Gode sire, pray ich the,
For of saynte chairité
Come ant daunce with me
In Irlaunde.
(anon.)
The bullet scars were still visible on the pillars of the General Post Office in Dublin, almost two centuries after the 1916 uprising. That moved me more than I had expected. But what moved me even more was standing at the exact same spot, not two blocks away, where my great-great-grandfather saw Gerry Adams strolling down O’Connell Street on Easter morning of ’96, the eightieth anniversary of that event, returning from a political rally with a single bodyguard to one side of him and a local politico to the other. It gave me a direct and simple connection to the tangled history of that tragic land.
I never knew my great-great-grandfather, but my grandfather told me that story once and I’ve never forgotten it, though my grandfather died when I was still a boy. If I squeeze my eyes tight shut, I can see his face, liquid and wavy as if glimpsed through candle flames, as he lay dying under a great feather comforter in his New York City railroad flat, his smile weak and his hair forming a halo around him as white as a dandelion waiting for the wind to purse its lips and blow.

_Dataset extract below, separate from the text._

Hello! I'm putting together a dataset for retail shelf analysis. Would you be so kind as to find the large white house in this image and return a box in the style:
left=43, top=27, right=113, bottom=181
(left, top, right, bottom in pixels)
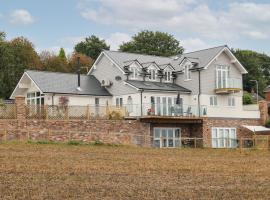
left=11, top=45, right=262, bottom=148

“It was doomed from the start,” Mary told me later. “The German guns had been intercepted and the republicans were outnumbered fourteen to one. The British cannons fired on Dublin indiscriminately. The city was afire and there was no food to be had.
The survivors were booed as they were marched off to prison and execution, for the common folk did not support them. By any conventional standard it was a fiasco. But once it happened, our independence was assured. We lose and we lose and we lose, but because we never accept it, every defeat and humiliation only leads us closer to victory.”
Her eyes blazed.
I suppose I should tell you about Mary’s eyes, if you’re to understand this story. But if I’m to tell you about her eyes, first I have to tell you about the holy well.
There is a holy well in the Burren that, according to superstition, will cure a toothache. The Burren is a great upwelling of limestone in the west of County Clair, and it is unlike anyplace else on Earth. There is almost no soil. The ground is stony and the stone is weathered in a network of fissures and cracks, called grykes, within which grow a province of plants you will not find in such abundance elsewhere. There are caves in great number to the south and the east, and, like everywhere else in that beautiful land, a plenitude of cairns and other antiquities to be found.
The holy well is one such antiquity, though it is only a round hole, perhaps a foot across, filled with water and bright green algae. The altar over it is of recent construction, built by unknown hands from the long slender stones formed by the natural weathering of the limestone between the grykes, which makes the local stone walls so distinctive and the walking so treacherous. You could tear it down and scatter its component parts and never hear a word spoken about your deed. But if you returned a year later you’d find it rebuilt and your vandalism unmade as if it had never happened. People have been visiting the well for a long, long time. The Christian overlay—the holy medals and broken statues of saints that are sometimes left as offerings, along with the prescription bottles, nails, and coins—is a recent and perhaps a transient phenomenon.